My approach is, in Deleuzian terms, a becoming, that belongs to geography, not history. Becomings are orientations,directions, entries and exits” (1987, 2). Deleuze writes of a woman-becoming that is not the same as women, their past, and their future, but that is essential for women to enter to get out of their past and their future, their history (2). Likewise, there is a philosophy-becoming that has nothing to do with the history of philosophy and that happens through those whom the history of philosophy does not manage to classify (2). And, I add, there is, too, a rhetoric-becoming that has nothing to do with the history of rhetoric, and that happens through those whom the history of rhetoric does not manage to classify. Such is Homer to me in rhetoric. Yet, as we shall see, Homer is not a savior. Rather, exploring Homeric gift economy and rhetoric offers an experience of alterity.
A certain kind of intimacy and memory are at work in general economy—an intimacy where elements on which action is brought to bear are not completely isolated from the rest of the world, but are brought into contact with it—and a memory is forged of general relations, not merely of operations, at play in any cultural activity. The gift is not a series of technical operations, nor an exchange of entities and objects as inanimate things. Nor is the gift a private ritual separate from the public. The gift is an economy of intimacy and memory, where exchange wrought from hospitality structures cultural identity and relations.
Yet the polis economy and its rhetoric can be encountered otherwise when juxtaposed with the gift economy and its rhetoric. When rhetoric is put in the situation of the polis economy, in light of the gift, we can suppose a rhetoric operating in an ethic of abstraction, approaching its situation with a fundamental distance between self and other. In this distance, the other’s assent becomes regarded as a commodity to secure, and rhetorical techne the tools for the task. We can suppose technical attention to operations in the successful design of persuasion transfiguring persons into things or objects, and in so doing undermining cultural intimacy and cultural memory, turning the former into fetishism and the later into proceduralism.
The archaic Homeric gift economy is not our savoir.

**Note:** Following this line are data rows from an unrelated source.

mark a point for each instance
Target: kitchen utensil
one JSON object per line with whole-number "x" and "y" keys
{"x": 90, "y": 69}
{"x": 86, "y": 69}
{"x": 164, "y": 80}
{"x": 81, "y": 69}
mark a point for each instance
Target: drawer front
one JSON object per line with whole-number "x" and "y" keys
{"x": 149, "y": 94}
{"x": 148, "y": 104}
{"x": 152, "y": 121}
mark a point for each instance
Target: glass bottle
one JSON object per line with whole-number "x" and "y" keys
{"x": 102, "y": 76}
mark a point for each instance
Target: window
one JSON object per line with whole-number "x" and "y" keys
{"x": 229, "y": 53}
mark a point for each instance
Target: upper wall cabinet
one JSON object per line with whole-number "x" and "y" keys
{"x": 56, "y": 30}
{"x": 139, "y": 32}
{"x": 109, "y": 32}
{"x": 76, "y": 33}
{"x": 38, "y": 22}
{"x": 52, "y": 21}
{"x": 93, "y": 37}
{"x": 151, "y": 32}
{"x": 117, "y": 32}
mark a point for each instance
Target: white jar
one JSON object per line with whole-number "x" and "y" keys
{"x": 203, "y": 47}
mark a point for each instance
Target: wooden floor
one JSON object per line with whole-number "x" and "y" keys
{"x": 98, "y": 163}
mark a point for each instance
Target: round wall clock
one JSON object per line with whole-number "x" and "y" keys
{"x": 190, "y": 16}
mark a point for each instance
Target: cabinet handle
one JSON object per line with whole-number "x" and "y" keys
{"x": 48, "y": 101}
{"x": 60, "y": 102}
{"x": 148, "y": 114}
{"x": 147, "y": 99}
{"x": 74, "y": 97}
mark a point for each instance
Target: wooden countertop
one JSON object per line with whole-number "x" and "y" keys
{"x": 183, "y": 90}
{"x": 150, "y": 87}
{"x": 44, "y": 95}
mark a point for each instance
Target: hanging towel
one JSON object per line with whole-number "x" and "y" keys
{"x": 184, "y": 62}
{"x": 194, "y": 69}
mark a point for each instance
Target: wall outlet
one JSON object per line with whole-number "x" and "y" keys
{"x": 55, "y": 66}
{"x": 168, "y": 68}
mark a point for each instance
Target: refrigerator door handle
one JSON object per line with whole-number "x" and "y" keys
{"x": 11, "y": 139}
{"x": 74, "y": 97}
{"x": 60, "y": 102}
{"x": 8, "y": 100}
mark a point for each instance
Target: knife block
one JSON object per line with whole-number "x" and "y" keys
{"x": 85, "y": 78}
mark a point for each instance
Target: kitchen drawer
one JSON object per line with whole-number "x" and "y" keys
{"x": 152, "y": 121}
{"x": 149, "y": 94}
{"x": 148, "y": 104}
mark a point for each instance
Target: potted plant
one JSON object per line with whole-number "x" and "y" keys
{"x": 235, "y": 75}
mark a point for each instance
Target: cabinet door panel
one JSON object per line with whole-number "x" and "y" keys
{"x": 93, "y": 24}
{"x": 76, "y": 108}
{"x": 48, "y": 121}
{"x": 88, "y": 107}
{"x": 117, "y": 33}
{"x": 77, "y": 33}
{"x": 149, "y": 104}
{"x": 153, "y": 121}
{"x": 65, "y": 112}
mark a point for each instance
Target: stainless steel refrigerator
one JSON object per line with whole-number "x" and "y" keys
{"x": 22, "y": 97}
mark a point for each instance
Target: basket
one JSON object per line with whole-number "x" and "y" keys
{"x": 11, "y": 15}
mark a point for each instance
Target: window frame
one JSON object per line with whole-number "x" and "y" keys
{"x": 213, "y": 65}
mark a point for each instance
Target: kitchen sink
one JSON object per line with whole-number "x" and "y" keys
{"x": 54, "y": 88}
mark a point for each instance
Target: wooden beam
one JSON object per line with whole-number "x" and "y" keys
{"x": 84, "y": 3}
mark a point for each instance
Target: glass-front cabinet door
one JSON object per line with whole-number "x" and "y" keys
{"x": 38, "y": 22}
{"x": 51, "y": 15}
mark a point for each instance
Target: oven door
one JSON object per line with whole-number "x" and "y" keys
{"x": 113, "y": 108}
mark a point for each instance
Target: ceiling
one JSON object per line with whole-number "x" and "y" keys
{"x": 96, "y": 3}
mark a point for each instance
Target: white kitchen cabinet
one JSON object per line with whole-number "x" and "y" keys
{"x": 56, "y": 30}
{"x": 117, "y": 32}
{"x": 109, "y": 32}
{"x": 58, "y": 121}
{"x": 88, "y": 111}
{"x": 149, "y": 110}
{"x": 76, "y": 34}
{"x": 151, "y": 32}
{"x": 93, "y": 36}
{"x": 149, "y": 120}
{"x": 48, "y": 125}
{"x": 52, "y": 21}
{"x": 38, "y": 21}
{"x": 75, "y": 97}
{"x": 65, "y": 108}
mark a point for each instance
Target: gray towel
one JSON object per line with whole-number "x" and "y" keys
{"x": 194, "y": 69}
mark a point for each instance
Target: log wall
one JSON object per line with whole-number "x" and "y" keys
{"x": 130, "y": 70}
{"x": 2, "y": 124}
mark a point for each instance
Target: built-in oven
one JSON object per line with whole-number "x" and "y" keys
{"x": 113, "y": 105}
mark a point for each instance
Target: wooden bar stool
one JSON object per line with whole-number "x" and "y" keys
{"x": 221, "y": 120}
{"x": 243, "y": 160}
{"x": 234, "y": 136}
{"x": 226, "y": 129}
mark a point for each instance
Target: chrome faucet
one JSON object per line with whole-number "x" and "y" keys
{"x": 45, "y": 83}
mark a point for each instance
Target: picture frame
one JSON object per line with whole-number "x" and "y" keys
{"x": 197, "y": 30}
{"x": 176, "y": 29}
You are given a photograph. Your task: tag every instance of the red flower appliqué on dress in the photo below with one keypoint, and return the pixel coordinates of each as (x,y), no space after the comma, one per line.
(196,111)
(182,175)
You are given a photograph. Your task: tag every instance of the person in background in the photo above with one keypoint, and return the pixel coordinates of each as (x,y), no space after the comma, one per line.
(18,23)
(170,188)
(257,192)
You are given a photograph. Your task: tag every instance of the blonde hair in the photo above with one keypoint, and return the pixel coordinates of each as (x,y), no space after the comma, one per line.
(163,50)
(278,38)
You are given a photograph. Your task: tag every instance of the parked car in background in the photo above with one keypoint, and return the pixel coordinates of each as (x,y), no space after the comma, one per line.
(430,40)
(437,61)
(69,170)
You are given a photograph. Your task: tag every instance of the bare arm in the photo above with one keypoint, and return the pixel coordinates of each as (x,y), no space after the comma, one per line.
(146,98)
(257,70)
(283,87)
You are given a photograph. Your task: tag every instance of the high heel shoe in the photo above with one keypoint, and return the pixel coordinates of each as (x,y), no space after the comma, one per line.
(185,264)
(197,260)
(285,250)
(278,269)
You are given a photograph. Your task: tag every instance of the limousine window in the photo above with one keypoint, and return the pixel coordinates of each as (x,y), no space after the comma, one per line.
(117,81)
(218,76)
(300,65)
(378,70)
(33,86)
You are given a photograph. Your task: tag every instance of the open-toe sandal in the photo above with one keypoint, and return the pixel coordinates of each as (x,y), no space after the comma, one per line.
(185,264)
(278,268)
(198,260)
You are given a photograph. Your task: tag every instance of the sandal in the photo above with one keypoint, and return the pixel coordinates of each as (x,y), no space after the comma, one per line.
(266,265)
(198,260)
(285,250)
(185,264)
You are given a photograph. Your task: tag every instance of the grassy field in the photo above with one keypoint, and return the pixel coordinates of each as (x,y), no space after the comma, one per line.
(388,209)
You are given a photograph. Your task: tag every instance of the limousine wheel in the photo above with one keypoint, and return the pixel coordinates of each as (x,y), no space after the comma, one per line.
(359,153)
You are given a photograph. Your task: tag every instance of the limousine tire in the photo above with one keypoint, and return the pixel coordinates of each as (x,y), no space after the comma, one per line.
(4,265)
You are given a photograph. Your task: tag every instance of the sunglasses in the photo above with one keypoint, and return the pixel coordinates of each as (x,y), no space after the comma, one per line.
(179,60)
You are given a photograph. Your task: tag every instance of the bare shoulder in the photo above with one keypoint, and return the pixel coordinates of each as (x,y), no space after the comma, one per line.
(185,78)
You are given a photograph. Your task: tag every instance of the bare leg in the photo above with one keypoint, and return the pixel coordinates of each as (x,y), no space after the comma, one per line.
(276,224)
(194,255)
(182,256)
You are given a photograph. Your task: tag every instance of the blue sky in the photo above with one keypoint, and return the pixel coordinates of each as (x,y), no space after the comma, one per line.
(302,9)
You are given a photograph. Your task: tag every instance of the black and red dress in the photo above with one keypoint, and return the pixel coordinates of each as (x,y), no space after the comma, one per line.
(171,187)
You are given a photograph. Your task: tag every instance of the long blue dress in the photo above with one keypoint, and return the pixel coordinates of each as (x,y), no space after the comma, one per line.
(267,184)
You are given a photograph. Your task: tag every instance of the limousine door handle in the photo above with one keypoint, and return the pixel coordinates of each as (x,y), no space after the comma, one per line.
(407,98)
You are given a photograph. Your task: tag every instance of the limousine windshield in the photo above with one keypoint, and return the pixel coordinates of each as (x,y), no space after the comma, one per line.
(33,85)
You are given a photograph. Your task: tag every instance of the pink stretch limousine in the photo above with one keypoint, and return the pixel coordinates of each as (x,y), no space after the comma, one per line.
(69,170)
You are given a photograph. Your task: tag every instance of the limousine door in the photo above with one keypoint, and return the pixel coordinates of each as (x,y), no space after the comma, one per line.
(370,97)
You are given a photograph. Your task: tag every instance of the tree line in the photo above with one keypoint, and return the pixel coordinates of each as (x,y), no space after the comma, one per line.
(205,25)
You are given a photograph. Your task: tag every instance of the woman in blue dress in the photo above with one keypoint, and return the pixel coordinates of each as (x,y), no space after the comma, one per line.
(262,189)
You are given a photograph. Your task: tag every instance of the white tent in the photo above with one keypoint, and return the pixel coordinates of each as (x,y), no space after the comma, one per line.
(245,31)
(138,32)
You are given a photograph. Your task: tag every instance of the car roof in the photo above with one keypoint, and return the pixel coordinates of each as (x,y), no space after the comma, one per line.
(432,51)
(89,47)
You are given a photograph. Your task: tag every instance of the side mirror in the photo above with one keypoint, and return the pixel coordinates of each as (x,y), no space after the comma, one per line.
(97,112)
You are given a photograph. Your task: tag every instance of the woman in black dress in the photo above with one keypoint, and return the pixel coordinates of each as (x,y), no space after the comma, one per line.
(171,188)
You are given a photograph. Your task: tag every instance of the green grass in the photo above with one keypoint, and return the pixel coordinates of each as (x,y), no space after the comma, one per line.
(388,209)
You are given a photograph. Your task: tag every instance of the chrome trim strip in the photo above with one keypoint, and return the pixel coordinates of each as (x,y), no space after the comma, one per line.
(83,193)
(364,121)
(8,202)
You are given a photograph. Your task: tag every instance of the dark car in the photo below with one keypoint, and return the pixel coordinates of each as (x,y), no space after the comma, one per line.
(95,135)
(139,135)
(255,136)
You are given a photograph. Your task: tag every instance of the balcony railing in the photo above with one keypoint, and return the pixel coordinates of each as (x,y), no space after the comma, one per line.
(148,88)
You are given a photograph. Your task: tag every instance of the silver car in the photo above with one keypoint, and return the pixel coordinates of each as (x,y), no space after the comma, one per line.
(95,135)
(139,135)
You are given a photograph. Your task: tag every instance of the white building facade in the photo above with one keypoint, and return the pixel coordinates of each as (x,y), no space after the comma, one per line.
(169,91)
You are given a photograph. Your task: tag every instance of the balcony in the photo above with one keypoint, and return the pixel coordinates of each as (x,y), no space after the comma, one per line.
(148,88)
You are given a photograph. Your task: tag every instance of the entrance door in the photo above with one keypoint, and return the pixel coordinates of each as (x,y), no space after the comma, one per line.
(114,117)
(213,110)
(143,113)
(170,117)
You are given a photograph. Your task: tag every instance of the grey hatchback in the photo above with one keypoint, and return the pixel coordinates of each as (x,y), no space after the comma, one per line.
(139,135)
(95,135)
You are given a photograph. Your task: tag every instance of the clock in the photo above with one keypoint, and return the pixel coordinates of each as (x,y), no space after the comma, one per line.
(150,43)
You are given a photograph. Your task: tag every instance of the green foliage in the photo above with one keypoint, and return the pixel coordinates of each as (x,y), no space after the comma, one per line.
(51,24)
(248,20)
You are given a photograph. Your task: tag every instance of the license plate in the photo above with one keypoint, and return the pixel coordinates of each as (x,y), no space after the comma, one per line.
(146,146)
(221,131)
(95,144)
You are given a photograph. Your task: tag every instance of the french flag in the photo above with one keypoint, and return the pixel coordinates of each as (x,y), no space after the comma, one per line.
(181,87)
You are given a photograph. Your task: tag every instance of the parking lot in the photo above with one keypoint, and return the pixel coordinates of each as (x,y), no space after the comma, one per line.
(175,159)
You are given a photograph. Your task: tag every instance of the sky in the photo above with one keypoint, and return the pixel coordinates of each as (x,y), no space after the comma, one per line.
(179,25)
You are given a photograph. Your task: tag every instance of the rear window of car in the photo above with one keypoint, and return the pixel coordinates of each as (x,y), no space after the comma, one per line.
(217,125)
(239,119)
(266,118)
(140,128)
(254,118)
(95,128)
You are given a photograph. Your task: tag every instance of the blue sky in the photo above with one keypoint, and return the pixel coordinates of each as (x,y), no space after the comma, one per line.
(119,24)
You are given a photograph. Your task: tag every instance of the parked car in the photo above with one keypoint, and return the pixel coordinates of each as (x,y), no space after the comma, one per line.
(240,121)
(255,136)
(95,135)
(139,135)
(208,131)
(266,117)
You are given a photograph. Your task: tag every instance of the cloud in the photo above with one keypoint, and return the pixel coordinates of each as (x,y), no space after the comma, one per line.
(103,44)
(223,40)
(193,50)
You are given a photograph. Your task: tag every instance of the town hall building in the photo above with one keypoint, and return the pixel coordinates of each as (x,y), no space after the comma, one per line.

However, exploring this archaic economy in contradistinction to the classical polis economy creates an experience of alterity. This experience becomes generative of new theoretical directions for rhetoric, so as to get out of the historical trappings of both the gift and polis economies. In recognizing the radical otherness that the polis is to the gift, and vice versa, we can resist trading a generative relation of difference for a deadly regime of domination. If we resist such a trade, we will be given two incommensurable economies in the study of rhetoric, neither of which should be the only economy, nor even should both be considered the only two. Instead, we can work with the generative relation of difference between (and within) the two to create something new.
Rhetoric as giving enacts a rhetorical hospitality, a sumptuous expenditure of surplus meaning, whether produced by host or guest, speaker or listener. Such hospitality requires an aggregative consciousness of multiplicity. This consciousness harkens to Homeric culture, where a paratactic style and the absence of a “self” have led characters to be called schizophrenic for the many voices in their heads constituting multiple orientations to their experiences and the world around them. This schizophrenia allows for meaning to be decentralized, or, in Deleuzian terms, deterritorialized. It gives rise to an encounter, a becoming, and it operates, as we see in Homeric rhetoric and as Deleuze notes, in and through “and.”